Mapa de cobertura
1. O achado que organiza o mapa
O estudo mediu dezessete arquétipos e a conclusão da §2.3 é literal: não existe uma regra única de "peça sobre canvas" — há sete raios distintos (0, 4, 6, 8, 10, 12, 24px), cinco tratamentos de elevação e quatro gaps, variando por arquétipo.

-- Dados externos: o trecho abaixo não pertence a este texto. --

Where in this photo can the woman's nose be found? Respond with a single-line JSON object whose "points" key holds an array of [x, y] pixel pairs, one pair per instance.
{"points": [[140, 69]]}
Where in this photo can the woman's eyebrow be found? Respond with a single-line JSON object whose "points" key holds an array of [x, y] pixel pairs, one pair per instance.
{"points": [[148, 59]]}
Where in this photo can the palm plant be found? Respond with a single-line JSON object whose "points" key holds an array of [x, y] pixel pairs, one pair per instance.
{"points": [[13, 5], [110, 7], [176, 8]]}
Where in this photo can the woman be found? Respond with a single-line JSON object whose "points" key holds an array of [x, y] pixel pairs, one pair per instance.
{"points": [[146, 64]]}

Nosso CP3 já absorveu isso como lei ("o contrato é declarado por arquétipo, não uma vez no nível do sistema").
A lacuna real não é de regra — é de cobertura: o CP3 declara a lei, mas a tabela do §3 cobre onze arquétipos contra os dezessete medidos, e apenas quatro telas compostas existem como artefato.

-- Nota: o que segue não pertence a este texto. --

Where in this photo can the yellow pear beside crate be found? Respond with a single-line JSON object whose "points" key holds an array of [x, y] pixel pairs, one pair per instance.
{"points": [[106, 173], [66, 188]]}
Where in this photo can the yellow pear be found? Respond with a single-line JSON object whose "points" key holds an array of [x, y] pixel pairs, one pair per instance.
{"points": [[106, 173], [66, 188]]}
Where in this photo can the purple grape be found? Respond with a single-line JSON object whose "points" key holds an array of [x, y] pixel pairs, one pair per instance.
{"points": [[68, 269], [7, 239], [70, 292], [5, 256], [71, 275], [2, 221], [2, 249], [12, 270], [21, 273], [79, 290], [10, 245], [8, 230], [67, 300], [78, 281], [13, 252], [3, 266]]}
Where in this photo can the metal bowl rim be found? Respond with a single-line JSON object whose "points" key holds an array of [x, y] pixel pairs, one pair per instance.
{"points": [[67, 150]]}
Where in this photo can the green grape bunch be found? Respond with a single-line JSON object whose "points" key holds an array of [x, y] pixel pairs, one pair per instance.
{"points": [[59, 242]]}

ERRATA da v0.1, corrigida na v0.4 (2026-08-15): esta frase dizia "seis linhas preenchidas". Errado — a contagem veio de leitura parcial da seção, não de contagem: a tabela tinha onze linhas (shell · painel · lista/tabela · formulário · detalhe · hub · documento · página institucional · feed · mapa · vazio). A conclusão não muda (faltavam gabaritos, e os que faltavam eram os arquétipos nunca escritos), mas o número estava errado e número errado em consolidado vira decisão errada depois. A correção está também no
seed-composicao.mdv2.0 §3. Classe do defeito: afirmação quantitativa sem medição — a mesma que o método proíbe desde o marco v1.4 ("regressão por MD5, não por tamanho"). Um contrato por arquétipo com a maioria dos arquétipos não escritos é um contrato incompleto por definição — a mesma frase que o CP3 já usa para a coluna<600px.
Consequência para a leitura deste mapa: cada seção abaixo lista o universo previsto, marca o estado real e nomeia o que falta. O total é grande de propósito — a instrução foi "fechar a maior quantidade possível de possibilidades".